Spangenberger, Pia; Geiger, Sonja Maria; Freytag, Sarah-Christin

FG Arbeitslehre / Ökonomie und Nachhaltiger Konsum

The potential of using immersive virtual reality (iVR) technologies to enhance nature relatedness by embodying non-human beings, such as plants or animals, is only sparsely researched. To contribute to this emerging research field we conducted an experimental study (N = 28) that compared the effects of the viewing condition (iVR or desktop) while embodying a tree on nature relatedness, perspective-taking and, as a control, on perceived immersion. A mixed-method approach employing quantitative and qualitative questions was used. Our results showed that irrespective of condition allocation, the more immersed participants felt in their experience, the greater they reported increased levels of nature relatedness (r = 0.42, p < .05). While our quantitative data did yield a difference in immersion levels between the viewing condition (iVR vs. video, t(26) = 2.05, p = .05, d = .50) that did not translate into a stronger experimental effect of the iVR condition on nature relatedness (FInteraction(1,26) < 1). Regarding perspective taking, no significant differences between both groups emerged in the number of users who self-reported having fully taken on the perspective of the tree, (χ2(1) = 2.33, p = .127). However, only participants from the iVR group described their experience from a first-person perspective, suggesting a higher level of identification with the tree.
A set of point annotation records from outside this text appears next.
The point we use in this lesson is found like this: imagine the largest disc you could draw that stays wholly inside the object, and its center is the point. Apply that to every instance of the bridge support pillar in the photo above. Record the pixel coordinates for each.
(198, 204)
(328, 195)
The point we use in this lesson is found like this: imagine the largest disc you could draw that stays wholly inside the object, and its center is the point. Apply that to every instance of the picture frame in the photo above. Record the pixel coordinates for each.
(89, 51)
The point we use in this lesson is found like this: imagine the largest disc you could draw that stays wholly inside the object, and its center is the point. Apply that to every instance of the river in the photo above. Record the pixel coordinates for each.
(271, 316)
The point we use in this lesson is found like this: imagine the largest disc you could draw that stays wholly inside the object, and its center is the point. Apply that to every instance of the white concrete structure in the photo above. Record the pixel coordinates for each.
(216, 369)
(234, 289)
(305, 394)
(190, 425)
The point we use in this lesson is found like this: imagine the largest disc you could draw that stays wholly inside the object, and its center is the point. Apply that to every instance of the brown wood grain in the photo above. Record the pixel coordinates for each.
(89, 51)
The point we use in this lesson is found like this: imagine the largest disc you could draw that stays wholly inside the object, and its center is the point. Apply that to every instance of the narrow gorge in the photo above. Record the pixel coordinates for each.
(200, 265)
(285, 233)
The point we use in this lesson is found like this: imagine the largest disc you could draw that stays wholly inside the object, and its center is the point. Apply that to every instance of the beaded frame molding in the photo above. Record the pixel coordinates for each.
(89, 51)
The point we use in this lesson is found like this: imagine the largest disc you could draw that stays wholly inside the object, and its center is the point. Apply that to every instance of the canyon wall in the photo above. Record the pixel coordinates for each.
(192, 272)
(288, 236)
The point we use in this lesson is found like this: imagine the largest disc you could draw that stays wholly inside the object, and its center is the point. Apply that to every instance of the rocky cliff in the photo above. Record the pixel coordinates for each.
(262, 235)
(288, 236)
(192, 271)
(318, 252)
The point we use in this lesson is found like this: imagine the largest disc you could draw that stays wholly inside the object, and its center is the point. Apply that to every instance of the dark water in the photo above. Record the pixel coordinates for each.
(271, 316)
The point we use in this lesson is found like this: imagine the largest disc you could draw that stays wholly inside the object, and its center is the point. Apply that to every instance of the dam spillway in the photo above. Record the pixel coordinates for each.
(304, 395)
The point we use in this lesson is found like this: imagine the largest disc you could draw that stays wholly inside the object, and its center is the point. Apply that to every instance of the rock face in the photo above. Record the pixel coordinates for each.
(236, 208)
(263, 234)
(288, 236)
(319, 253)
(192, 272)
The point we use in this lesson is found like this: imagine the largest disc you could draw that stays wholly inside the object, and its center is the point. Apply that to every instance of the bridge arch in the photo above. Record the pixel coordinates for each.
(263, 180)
This matches the observation that only those participants also reported self-reflective processes of their own role as a human being towards nature. Our results support previous research suggesting that experiencing nature via immersive VR in itself does not seem to suffice for creating an effect on nature relatedness. However, we observed that a higher perceived level of immersion for participants experiencing the embodiment of a tree in the iVR condition provoked reflective processes on one’s own role towards nature more strongly. We discuss the role of immersion and further factors to explain these differences and suggest steps for future research settings to help understand the beneficial potential of using immersive VR for nature relatedness.